ClinicalTrials.Veeva
Menu

A Phase 1 Study of HBI-3000

H

HUYABIO

Status and phase

Completed
Phase 1

Conditions

Atrial Fibrillation

Treatments

Other: Placebo
Drug: HBI-3000

Study type

Interventional

Funder types

Other
Industry

Identifiers

NCT03397641
HBI-3000-301
2017-003642-24 (EudraCT Number)

Details and patient eligibility

About

This is a Phase 1 randomised, double-blind, placebo-controlled, serial cohort, dose-escalation study in healthy adult volunteers. It is planned to enroll 5 cohorts (Cohorts A to E) of 8 subjects. Up to 2 additional cohorts (Cohorts F and G) may be enrolled as needed to establish the safety profile of HBI-3000 over a clinically relevant range of doses. Subjects will be randomly assigned to receive a single dose of HBI-3000 or matching placebo in a sequential escalating manner (Regimens A to E and optional Regimens F and G), with a minimum of 7 days and a maximum based on logistics of interim review between dose groups.

As a safety precaution, in each cohort a sentinel dosing group of n = 2 (1 active:1 placebo) will be dosed at least 24 h ahead of the main group. Safety and tolerability will be assessed by the principal investigator or medically-qualified designee before continuing with dosing the remaining subjects. The first 2 subjects will be allocated to active or placebo in a 1:1 ratio. The remaining 6 subjects will be allocated to active or placebo in a 5:1 ratio.

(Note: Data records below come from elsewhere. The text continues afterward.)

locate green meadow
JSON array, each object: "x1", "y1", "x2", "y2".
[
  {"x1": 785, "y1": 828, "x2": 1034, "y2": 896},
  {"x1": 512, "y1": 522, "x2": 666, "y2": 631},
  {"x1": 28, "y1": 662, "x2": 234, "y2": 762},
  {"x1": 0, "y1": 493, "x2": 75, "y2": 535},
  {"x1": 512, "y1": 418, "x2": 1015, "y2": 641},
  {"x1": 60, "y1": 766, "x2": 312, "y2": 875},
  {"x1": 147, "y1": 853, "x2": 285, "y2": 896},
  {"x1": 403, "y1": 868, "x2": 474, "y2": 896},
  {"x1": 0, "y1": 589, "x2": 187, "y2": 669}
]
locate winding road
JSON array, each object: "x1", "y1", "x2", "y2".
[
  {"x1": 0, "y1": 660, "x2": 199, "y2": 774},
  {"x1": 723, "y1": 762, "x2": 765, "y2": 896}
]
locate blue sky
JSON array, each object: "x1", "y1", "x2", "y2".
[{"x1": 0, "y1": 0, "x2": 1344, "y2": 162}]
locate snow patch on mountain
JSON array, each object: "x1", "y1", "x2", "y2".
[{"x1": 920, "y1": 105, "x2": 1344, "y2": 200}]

Doses of HBI-3000 may range from 20 mg to a level at which it is expected that the drug exposure will not exceed an AUC(0-t) of 20 μg.h/mL and Cmax of 20 μg/mL (based on the no-observed-adverse-effect levels [NOAEL] in both 14 day repeat dose toxicology species the rat and minipig) and the expected therapeutic dose range. Following administration to each cohort, there will be an interim data review during which the PK and safety data will be reviewed to determine the dose to be administered in the next cohort. Dose escalation for serial cohorts will progress unless safety concerns preclude further dose escalation. If the selected dose does not provide the required data, a previously tested dose may be used in a subsequent cohort. However, if the dose level met the dose escalation stopping criteria, that dose level must not be repeated. A previously untested intermediate dose may also be used in a subsequent cohort.

Read more

Enrollment

47 patients

Sex

All

Ages

18 to 50 years old

Volunteers

Accepts Healthy Volunteers

Inclusion criteria

  1. Healthy males or non-pregnant, non-lactating healthy females
  2. Age 18 to 50 years
  3. Body mass index of 18.0 to 30.0 kg/m2 or, if outside the range, considered not clinically significant by the investigator
  4. Minimum body weight of 60 kg
  5. Must be willing and able to communicate and participate in the whole study
  6. Normal hepatic function as evidenced by AST and alanine aminotransferase (ALT) <1.5 × ULN and alkaline phosphatase (ALP) and total bilirubin within the normal range
  7. Haemodynamically stable with systolic BP 90 to 150 mm Hg, diastolic BP <95 mmHg and resting HR ≥45 and ≤100 bpm
  8. Forced expiratory volume in 1 s (FEV1) >80% predicted value and FEV1/ forced vital capacity (FVC) ratio >0.7
  9. Must provide written informed consent
  10. Must agree to use an adequate method of contraception

Exclusion criteria

  1. Subjects who have received any IMP in a clinical research study within the previous 3 months

  2. Subjects who are study site employees, or immediate family members of a study site or sponsor employee

  3. Subjects who have previously been enrolled in this study.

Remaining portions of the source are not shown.